Поскольку мама увлеклась монологом, то про ремень на какое-то время забыла. Но голос гремел:
– Это же надо так попасться – «прабабушка спит, глаза закрыла»! За это я буду пороть тебя усердней! Потому что с таким подходом ты никогда никем не станешь! – Мама заметила, что философия ее увлекла, и вспомнила про ремень. – Любишь истории и сказки? Может, получится у тебя рассказики писать, только на них не проживешь, не заработаешь на хлеб с маслом… Вот тебе, вот, вот!

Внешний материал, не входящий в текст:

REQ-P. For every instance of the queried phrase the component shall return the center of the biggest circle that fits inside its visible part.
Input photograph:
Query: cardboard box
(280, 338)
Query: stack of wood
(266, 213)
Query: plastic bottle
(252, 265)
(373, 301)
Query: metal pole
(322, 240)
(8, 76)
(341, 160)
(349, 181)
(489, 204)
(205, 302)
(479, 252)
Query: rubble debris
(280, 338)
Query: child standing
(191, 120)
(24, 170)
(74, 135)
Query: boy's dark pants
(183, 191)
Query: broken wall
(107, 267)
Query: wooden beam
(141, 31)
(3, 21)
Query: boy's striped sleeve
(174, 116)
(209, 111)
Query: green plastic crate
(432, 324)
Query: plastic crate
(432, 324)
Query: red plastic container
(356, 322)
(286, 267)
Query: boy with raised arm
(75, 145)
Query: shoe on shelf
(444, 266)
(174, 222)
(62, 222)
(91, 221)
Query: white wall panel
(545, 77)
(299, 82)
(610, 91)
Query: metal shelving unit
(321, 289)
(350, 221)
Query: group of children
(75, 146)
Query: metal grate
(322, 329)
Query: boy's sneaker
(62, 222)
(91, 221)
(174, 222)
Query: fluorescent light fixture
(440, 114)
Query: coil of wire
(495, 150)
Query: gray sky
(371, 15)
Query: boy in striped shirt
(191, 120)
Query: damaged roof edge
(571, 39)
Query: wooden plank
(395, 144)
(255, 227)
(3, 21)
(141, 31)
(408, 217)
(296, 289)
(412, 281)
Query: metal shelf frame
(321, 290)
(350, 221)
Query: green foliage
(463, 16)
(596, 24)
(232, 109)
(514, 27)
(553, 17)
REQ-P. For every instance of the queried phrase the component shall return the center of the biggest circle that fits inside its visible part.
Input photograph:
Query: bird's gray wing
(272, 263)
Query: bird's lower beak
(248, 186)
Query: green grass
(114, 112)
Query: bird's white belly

Потом, стоя в углу, я ковыряла пальцем штукатурку, ибо обои давно были содраны в этом месте, и думала, что мне, вероятно, не суждено стать такой знаменитой, как Робин Гуд или Багдадский вор.
Голубь
Раз в полгода мама затевала генеральную уборку. От ежедневной уборки генеральная отличалась – притом сильно.
Если каждый день мамино ухо ласкало мое шорканье веником по вредному бордовому паласу-пылесборнику, а глаз услаждали протирка пыли и мытье полов три раза подряд – чтобы каждая паркетная дощечка излучала сияние, во время генеральной уборки нужно было пересмотреть содержимое всех книжных шкафов!
Шкафов и полок у нас дома было много, поэтому обычно такая уборка затягивалась на несколько дней. Все книги тщательно перебирались, порванные страницы – лечились клеем. Документы, фотографии, дневники бабушки и прабабушки, письма за последние сто лет и старинные открытки сначала следовало прочитать и только затем аккуратно сложить.
– Нельзя забывать историю! – твердила мама, когда я пыталась читать переписанный от руки в начале двадцатого века катехизис.
Почерк ветвисто петлял по желтым страницам и завораживал меня.
– Это еще прабабушка писала. Было ей тогда пятнадцать лет…
И я сразу представляла девушку, которая при свечах выводит в тетрадке слова, пытаясь понять смысл жизни…
Иногда мы находили рисунки. Они были сделаны простым карандашом, но являлись произведением искусства: такие можно выставлять в любом музее мира!
– Это прадед рисовал. Еще до армии. До Первой мировой! Какая точность, какие линии! А это – бабушка изобразила юную Татьяну, которая пишет Онегину письмо…
– Я тоже так хочу! – любуясь лицами, озаренными небесным светом, восклицала я.
– Здесь талант. Дар от Бога! Художественная школа! Ты у меня ни петь, ни рисовать не умеешь… Одно наказание! – вздыхала мама.
Как завороженная смотрела я на письма людей, которых давным-давно не было на этом свете: они признавались друг другу в любви, просили прощения, приглашали на именины, поздравляли с Пасхой.